8/ DigiSweep improvements
Matthew ( @mctrivia ) continues to work on DigiSweep, a recovery tool for people who have a recovery seed phrase or wallet.dat file but no access to their older wallet.
It’s recently been improved with a more mobile-friendly UI as well as additional polish and is looking very sharp.
It’s arguably one of the most useful recovery tools out there in the entire cryptocurrency space and he’s done a fantastic job, you can check out the progress at https://mctrivia.github.io/DigiSweep/index.html
DigiAssets work is still progressing, mostly behind-the-scenes.
We’ve seen a recent tweet with DigiByte founder Jared Tate going through checking for further optimization possibilities in the DigiAssets protocol:
In addition, I’ve also been working with Anon Unlimited on a short video explaining what DigiAssets are that you can use to refer even non-crypto people to:
Check out the video, share it around, and we’ll have more info on DigiAssets in the new year.

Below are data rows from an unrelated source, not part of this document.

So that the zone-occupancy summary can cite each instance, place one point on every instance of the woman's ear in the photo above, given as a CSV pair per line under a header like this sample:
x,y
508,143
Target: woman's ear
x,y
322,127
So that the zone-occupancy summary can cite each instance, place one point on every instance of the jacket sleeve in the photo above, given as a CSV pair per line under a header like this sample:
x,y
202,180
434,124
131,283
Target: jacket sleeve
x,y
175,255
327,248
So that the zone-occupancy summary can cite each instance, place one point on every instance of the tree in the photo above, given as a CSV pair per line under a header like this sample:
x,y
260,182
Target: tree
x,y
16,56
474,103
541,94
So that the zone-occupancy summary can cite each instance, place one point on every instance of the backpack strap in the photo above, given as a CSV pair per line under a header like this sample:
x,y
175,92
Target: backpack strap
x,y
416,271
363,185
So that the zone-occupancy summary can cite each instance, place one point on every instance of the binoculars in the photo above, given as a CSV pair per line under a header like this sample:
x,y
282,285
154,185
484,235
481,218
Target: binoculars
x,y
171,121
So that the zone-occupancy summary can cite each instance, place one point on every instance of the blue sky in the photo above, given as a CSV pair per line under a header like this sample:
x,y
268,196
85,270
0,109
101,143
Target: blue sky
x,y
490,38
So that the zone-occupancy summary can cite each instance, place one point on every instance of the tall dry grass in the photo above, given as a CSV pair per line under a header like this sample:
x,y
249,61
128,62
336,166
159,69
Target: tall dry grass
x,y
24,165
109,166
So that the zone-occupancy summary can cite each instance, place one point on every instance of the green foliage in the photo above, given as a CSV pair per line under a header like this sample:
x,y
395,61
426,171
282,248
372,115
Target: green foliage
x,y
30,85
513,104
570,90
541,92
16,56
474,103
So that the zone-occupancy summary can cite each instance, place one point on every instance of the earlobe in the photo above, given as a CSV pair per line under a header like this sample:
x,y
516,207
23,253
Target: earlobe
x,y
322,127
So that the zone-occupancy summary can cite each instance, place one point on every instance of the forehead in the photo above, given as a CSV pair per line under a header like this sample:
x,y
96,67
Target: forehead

It’s been a busy few months (Not that it’s ever quiet around here), and a lot of people have been very concerned with other non-development movements of the blockchain space in general, specifically around price. The price will do what it wants to do, it’s not something we have any control over, but we can control the ongoing efforts we put in to development. To that end, development is still full steam ahead from our amazingly talented dev team.,
No matter what happens, DigiByte is here to stay, and we carry on with progress, byte-by-byte.